Whitehall sources believe the EU will want to avoid the UK leaving suddenly in March 2019, possibly damaging their economy and leaving an £8 billion hole in their budget, The Times reports.
Philip Hammond, the chancellor, has also confirmed that the government is preparing for a range of different outcomes should trade talks break down.
In guidelines published last month, the EU said that any transition would last around 18 months and would require Britain to comply with the bloc’s trade and customs rules, as well as accept the jurisdiction of the European Court of Justice.
It is not yet clear if the UK would be able to strike trade deals with non-EU nations or if it will be forced to accept new EU laws in the proposed period.

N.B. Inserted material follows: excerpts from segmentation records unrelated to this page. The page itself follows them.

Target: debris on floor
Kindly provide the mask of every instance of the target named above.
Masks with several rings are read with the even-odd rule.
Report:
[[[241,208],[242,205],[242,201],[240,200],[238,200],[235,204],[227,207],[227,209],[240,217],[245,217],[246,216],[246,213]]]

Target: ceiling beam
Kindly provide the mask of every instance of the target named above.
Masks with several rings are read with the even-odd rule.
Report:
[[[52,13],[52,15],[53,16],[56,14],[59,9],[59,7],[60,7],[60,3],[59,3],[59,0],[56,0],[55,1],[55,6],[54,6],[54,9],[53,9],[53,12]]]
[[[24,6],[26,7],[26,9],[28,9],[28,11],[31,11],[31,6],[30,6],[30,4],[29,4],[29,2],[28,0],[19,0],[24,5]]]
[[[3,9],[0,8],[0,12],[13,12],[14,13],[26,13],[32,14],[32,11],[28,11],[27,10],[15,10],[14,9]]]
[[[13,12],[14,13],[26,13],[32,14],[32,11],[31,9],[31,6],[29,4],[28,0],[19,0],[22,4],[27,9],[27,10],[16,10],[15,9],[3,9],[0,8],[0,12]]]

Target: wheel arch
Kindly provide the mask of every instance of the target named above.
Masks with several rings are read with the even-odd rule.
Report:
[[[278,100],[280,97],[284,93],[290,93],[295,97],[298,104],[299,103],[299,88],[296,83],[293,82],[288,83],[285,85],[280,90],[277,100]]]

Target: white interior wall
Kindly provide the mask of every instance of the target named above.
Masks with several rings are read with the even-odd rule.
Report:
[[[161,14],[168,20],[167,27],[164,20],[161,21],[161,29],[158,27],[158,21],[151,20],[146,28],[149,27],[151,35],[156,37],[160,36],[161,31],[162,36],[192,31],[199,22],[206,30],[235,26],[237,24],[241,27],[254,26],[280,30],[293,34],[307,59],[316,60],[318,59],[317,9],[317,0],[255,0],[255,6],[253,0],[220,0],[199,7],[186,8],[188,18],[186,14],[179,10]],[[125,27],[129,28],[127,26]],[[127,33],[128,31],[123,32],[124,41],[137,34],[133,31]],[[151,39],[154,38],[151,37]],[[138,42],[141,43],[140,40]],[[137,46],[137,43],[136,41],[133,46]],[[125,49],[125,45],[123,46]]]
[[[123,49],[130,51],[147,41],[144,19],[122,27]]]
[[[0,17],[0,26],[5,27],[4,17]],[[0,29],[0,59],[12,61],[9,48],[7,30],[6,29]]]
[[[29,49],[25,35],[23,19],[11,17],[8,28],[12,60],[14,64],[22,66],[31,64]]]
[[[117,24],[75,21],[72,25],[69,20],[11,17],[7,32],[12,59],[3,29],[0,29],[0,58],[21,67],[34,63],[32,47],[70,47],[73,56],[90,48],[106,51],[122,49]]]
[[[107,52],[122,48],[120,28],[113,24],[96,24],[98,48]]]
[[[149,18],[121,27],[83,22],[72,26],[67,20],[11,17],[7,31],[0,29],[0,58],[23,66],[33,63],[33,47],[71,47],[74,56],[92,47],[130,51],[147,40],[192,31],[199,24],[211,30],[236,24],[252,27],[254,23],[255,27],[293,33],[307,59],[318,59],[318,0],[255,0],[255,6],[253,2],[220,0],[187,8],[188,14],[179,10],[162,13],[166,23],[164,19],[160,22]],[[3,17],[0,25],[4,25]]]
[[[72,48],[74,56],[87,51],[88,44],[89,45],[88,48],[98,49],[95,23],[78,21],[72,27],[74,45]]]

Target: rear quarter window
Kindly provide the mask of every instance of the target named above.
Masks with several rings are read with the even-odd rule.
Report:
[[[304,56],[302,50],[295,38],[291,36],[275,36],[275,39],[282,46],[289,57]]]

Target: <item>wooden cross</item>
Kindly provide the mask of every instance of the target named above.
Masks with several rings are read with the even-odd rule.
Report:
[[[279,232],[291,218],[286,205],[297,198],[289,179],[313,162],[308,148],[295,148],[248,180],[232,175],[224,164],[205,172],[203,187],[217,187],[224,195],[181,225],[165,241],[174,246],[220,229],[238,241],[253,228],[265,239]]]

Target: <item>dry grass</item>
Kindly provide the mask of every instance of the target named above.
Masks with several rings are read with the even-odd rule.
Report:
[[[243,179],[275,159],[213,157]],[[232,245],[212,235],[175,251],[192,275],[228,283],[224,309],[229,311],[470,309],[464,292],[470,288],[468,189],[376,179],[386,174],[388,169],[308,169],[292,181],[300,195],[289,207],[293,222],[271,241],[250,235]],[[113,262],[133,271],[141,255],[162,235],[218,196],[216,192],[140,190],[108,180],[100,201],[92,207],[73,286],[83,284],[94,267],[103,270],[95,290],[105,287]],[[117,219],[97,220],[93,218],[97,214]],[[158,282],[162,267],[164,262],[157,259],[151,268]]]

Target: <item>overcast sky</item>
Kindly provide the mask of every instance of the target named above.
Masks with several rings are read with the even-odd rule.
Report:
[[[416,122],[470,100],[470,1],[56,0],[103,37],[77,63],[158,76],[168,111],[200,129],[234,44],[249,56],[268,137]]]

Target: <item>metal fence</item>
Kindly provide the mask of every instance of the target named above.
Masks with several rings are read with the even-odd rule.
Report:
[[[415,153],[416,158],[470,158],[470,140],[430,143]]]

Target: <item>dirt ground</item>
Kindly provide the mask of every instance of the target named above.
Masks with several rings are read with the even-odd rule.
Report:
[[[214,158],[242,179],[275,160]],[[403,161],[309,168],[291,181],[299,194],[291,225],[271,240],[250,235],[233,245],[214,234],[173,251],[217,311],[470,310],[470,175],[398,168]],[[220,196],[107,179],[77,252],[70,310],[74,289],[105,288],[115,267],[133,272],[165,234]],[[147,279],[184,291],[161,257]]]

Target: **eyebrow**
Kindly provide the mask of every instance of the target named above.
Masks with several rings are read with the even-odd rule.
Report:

David Davis’s department for exiting the EU is to hand a series of Brexit delivery plans to government mandarins this month. They will then compile monthly “progress reports” to check civil servants are moving fast enough on Brexit planning.
Poll: Brits Say Leaving European Union with No Deal Preferable to Transition Period, No Brexit
— Breitbart London (@BreitbartLondon) October 24, 2017
A Whitehall source told The Telegraph: “In the New Year the Government is moving from a planning phase to a delivery phase. We will be removing the excuses some departments have for not being ready.
“The intention is to ensure we are ready to deliver Brexit whatever is negotiated in Brussels, and while the chance of a ‘no deal’ scenario has fallen, we will still be prepared.”
In November, the European Commission’s Directorate-General for Regional and Urban Policy (DG Regio) produced a “worst-case scenario” report which suggested that, if Britain’s money is not replaced, regional aid for Western European member-states could be terminated entirely.
An earlier European Parliament report suggested a that “No Deal” Brexit would leave a €10.2-billion hole in the EU’s’s annual budget.